The company, once a rock star in the solar industry, filed for bankruptcy protection last month, saying it couldn't compete with Chinese rivals without reorganizing. The company intends to focus on building up its manufacturing facility in China.

SpectraWatt, based in Hopewell Junction, N.Y., is also a solar cell company that was spun out of Intel in 2008. In June 2009, SpectraWatt received a $500,000 grant from the National Renewable Energy Laboratory as part of the stimulus package. SpectraWatt was one of 13 companies to receive the money to help develop ways to improve solar cells without changing current manufacturing processes.

The company filed for bankruptcy last month, saying it could not compete with its Chinese competitors, which receive "considerable government and financial support."

On Tuesday, Deputy Secretary of Energy Daniel Poneman wrote an editorial for "USA Today" in which he blamed China in part for the failure of U.S. solar energy manufacturers to compete.

"Winning will require substantial investments. Last year, for example, the China Development Bank offered more than $30 billion in financing to Chinese solar manufacturers, about 20 times more than U.S.-backed loans to solar manufacturers," Poneman wrote.

"Unfortunately, expanding production has coincided with short-term softening demand, a product of the banking crisis in Europe and its wider economic effects. The combination has had a dramatic effect on the price of solar cells, which has plummeted 42 percent in the past nine months. This has taken a serious toll on solar manufacturers everywhere, including the U.S," he continued.

On Thursday, White House spokesman Jay Carney noted that the U.S. is on track to double its renewable energy production in 2012, but it will require commitment in the U.S. to grow.

"We have a choice to make as a nation, because we will be buying renewable energy products, you know, whether it's wind, biofuel, solar, whether alternative -- rather, you know, advanced battery technology, we're going to be buying that stuff. Do we want to buy it with a stamp on it that says 'Made in America' or are we going to buy it from the Chinese or from other countries?" Carney asked.

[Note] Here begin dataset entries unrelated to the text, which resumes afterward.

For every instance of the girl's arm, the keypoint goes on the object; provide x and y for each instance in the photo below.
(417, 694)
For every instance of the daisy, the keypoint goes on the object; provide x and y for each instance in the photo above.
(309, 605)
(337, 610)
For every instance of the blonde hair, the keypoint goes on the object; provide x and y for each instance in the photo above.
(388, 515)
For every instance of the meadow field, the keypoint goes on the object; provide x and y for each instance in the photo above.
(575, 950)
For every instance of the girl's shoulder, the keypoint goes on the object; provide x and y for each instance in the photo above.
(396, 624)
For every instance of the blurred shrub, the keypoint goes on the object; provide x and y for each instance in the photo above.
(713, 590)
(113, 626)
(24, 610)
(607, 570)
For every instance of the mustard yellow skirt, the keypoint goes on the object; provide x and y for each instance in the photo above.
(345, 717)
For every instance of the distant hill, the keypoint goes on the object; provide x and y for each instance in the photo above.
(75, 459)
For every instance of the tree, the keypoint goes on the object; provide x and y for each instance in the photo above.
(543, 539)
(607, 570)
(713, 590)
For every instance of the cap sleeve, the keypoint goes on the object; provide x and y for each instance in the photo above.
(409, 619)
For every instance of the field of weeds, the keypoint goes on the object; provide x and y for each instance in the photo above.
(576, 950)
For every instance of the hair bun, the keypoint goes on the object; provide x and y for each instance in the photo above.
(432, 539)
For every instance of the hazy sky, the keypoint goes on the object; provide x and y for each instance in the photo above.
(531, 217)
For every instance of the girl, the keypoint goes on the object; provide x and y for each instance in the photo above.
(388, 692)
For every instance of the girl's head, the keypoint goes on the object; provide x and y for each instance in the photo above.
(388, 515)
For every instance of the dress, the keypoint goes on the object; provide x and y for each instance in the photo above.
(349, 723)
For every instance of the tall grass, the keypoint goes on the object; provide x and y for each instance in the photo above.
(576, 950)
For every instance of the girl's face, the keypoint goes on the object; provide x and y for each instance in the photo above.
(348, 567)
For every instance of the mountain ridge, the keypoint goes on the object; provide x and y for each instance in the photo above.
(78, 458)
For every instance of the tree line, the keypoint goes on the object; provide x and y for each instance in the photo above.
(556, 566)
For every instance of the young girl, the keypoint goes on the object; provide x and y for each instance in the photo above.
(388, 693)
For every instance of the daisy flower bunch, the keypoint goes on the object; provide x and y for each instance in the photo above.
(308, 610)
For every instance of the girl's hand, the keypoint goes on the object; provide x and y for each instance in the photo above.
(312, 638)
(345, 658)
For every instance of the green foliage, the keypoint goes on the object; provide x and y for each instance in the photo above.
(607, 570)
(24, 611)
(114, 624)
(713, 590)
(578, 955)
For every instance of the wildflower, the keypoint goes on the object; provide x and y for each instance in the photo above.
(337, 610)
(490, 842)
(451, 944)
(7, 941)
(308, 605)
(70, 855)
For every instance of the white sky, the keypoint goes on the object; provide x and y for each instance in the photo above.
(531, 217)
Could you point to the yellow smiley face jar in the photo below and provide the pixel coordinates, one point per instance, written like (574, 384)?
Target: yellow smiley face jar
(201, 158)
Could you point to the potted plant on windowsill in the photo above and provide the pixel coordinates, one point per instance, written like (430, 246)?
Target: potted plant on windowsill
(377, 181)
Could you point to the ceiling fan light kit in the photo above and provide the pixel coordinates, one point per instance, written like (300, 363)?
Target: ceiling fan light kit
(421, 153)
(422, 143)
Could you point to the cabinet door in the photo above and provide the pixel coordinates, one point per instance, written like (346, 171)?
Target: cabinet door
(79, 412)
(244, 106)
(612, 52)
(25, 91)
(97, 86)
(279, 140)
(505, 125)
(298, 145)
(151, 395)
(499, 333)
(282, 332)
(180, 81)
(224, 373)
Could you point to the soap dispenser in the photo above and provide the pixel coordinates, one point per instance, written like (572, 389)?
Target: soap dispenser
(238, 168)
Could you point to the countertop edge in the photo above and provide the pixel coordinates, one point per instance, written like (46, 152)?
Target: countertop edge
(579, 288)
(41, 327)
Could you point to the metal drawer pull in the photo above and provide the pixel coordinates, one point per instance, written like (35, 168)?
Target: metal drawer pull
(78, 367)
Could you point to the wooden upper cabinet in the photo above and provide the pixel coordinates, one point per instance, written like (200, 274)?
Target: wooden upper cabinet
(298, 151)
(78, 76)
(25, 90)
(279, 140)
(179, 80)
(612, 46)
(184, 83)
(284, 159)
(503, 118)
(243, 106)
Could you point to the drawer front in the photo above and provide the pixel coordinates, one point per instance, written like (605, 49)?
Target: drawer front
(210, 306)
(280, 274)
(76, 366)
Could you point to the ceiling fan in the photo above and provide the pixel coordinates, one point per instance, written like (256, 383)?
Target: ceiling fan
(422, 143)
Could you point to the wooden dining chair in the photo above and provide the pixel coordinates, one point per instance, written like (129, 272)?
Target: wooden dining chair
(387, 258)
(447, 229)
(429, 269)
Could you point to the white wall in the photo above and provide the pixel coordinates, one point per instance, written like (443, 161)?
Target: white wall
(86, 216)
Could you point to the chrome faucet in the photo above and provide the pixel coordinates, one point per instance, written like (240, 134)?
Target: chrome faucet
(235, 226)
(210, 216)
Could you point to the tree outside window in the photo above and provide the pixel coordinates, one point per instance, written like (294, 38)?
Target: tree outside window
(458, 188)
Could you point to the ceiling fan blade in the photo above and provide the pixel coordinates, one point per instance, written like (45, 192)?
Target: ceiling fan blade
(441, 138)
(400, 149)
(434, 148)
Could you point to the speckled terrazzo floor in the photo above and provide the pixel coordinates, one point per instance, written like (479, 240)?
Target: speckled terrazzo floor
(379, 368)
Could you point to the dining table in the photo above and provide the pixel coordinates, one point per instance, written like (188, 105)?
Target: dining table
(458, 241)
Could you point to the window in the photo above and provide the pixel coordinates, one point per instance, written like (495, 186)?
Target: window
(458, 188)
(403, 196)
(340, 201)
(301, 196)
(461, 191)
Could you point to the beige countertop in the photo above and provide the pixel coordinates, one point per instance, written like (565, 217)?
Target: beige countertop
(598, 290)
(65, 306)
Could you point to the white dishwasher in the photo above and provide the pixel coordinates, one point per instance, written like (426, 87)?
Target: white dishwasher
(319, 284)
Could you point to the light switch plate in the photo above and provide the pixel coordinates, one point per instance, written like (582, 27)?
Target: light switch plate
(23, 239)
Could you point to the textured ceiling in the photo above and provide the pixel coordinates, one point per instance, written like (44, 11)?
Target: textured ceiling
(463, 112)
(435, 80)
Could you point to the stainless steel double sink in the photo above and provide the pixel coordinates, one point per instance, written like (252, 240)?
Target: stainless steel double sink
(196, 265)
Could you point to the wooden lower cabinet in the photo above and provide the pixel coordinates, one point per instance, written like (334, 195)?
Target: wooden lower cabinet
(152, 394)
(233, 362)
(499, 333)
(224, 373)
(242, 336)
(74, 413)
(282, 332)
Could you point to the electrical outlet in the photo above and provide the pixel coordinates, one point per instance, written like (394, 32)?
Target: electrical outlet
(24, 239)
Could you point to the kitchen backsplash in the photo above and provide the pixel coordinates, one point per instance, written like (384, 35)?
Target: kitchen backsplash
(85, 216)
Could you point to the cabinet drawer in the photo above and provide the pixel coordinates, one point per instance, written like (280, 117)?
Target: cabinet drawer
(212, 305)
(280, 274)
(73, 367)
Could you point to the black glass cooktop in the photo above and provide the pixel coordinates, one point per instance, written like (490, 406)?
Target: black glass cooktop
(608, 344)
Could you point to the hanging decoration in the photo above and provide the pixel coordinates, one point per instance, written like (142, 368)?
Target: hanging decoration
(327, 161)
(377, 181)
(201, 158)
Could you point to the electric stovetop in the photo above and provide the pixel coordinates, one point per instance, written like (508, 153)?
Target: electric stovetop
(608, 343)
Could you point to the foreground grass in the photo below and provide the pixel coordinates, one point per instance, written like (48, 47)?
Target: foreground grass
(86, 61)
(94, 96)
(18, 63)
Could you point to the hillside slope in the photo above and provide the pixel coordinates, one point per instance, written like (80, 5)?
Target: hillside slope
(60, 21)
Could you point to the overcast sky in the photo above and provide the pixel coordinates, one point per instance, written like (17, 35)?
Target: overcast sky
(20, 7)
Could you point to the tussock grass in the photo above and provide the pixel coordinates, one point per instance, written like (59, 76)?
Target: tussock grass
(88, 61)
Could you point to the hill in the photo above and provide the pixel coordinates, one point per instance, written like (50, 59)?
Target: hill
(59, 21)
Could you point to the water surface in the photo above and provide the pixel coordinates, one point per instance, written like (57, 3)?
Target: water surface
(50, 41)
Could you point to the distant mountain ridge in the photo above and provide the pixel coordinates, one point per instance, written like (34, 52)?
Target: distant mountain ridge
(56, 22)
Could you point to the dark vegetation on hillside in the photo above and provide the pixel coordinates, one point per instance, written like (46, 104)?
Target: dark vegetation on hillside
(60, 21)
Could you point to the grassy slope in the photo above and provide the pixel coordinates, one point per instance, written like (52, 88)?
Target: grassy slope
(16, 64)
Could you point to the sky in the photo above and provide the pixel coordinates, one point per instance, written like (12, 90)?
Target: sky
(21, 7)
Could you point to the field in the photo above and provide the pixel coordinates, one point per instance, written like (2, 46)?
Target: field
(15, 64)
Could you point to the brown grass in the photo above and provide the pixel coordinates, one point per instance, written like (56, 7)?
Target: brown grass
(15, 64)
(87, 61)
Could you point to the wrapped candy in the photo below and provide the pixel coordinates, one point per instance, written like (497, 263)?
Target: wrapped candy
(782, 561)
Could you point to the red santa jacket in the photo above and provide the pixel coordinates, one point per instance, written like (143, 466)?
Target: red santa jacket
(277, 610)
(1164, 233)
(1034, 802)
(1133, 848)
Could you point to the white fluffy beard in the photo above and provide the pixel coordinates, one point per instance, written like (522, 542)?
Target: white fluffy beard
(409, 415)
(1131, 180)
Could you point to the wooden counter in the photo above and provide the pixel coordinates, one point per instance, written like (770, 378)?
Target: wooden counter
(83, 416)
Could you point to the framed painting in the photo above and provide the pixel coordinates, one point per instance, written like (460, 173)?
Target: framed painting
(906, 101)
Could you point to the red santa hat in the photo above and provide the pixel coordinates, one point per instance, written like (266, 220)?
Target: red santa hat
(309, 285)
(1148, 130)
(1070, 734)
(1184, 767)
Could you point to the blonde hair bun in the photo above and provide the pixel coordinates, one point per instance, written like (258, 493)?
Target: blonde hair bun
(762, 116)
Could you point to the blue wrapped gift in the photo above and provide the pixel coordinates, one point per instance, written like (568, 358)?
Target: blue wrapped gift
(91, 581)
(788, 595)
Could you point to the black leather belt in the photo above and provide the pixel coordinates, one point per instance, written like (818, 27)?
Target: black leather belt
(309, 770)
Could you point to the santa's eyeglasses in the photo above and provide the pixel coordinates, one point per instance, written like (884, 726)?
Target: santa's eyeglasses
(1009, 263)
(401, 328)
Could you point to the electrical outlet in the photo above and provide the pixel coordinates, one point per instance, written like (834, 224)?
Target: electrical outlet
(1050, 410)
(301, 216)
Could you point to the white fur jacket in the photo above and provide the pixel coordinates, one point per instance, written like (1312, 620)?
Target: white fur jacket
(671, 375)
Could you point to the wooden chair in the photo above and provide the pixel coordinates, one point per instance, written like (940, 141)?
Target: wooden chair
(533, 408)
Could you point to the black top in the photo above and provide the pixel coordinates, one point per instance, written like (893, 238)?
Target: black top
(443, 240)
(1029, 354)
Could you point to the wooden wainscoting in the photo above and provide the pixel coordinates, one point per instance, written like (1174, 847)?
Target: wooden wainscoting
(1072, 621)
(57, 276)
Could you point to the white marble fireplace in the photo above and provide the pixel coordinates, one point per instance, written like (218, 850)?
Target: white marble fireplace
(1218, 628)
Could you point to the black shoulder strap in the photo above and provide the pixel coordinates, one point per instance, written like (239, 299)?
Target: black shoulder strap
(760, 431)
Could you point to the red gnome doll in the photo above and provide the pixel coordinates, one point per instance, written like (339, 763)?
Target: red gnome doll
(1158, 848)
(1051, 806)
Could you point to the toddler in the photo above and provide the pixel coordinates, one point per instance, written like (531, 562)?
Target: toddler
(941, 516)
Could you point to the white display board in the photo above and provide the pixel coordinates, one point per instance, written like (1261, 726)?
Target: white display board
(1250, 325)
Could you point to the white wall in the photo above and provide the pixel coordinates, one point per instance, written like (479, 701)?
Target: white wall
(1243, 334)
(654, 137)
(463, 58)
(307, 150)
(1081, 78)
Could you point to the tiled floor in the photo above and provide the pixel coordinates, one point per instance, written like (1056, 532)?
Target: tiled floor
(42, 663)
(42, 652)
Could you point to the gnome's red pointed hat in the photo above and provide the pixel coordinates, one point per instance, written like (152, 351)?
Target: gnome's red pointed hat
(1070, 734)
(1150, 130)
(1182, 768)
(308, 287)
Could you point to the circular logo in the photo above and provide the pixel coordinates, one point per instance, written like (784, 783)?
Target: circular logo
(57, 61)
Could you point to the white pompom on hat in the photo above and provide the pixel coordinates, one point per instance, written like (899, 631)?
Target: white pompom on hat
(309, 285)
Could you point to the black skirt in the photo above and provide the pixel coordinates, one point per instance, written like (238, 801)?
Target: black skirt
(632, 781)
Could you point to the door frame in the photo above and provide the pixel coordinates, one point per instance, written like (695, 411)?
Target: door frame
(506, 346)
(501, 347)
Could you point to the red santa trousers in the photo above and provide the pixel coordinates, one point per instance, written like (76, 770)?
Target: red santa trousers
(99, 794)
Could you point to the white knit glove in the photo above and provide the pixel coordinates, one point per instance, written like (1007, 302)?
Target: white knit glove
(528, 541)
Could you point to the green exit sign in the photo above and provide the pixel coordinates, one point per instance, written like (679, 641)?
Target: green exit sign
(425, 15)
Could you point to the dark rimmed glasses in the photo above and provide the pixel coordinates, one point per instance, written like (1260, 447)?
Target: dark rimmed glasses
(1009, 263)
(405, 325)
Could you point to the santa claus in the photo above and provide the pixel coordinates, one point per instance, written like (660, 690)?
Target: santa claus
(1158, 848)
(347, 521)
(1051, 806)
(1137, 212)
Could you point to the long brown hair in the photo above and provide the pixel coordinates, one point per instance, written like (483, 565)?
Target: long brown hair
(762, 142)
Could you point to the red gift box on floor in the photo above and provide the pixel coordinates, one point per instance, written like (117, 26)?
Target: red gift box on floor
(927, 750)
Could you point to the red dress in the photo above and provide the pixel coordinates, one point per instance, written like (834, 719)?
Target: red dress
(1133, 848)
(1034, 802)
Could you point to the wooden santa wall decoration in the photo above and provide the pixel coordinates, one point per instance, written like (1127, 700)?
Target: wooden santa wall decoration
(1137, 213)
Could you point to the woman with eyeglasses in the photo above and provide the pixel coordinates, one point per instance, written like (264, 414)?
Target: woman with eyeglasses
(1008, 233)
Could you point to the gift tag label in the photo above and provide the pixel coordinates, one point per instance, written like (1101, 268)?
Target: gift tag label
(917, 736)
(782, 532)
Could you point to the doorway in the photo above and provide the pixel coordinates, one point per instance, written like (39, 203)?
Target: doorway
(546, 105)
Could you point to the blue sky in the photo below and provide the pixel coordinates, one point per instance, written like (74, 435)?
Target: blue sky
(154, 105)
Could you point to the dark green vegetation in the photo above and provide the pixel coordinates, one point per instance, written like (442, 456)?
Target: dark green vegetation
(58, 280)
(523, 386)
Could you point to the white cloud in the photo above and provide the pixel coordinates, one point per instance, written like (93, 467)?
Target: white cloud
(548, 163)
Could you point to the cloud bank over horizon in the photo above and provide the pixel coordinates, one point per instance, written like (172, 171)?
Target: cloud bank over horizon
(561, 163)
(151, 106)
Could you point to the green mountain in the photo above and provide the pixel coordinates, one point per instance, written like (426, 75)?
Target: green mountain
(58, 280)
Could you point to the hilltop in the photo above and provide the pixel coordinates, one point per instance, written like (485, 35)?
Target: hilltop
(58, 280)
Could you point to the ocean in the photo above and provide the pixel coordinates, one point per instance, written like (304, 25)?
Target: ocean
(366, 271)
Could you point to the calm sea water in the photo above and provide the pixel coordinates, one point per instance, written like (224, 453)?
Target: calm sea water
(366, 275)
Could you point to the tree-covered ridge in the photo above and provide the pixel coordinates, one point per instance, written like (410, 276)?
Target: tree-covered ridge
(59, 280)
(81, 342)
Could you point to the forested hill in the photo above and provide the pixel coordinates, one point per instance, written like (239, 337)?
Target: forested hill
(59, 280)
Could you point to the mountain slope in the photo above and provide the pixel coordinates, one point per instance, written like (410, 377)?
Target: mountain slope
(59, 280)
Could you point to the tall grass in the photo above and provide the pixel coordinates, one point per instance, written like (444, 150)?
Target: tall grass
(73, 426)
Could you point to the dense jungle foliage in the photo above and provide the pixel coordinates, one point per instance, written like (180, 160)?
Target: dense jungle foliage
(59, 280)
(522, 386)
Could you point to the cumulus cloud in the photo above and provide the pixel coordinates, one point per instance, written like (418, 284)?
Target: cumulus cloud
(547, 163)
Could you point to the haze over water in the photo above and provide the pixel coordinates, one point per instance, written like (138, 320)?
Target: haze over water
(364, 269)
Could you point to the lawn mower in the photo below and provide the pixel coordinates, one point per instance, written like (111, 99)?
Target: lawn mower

"We have to be aggressive in competing in the global economy. And, you know, high-tech clean-energy industries are going to be key to winning this century economically."

But Republicans balk at claims that the Obama administration can decide which companies are winners or losers, and questioned a plan to approve $10 billion more in loans before the stimulus program expires.

"Solar panels have been subsidized by the federal government. States' governments are also subsidizing or giving taxpayers write-off on their tax return. And yet, these solar panels cannot make it in the competitive world without all these subsidies. And even with them, China is flooding the market with this cheap labor and the solar panels just don't make sense," House Energy and Commerce Oversight and Investigations Subommittee Chairman Cliff Stearns R-Fla., told Fox News.

"So I think the administration is on this fervent religion of green jobs and clinging to the idea that solar panel is the answer and it is not the answer," he said.

Another winner of stimulus who ultimately lost is Mountain Plaza Inc. Despite declaring bankruptcy in 2003, the company received $424,000 from the Tennessee Department of Transportation as part of a grant aimed at installing "truck stop electrification" systems that allow idling truckers to plug-in during extended stops and turn off their exhaust-belching, environment polluting diesel engines.

Mountain Plaza had filed for bankruptcy protection again in June 2010. TDOT, which received a $2 million stimulus grant from the Environmental Protection Agency for the project, said it didn't learn about the bankruptcy until October, but it is closely monitoring the project.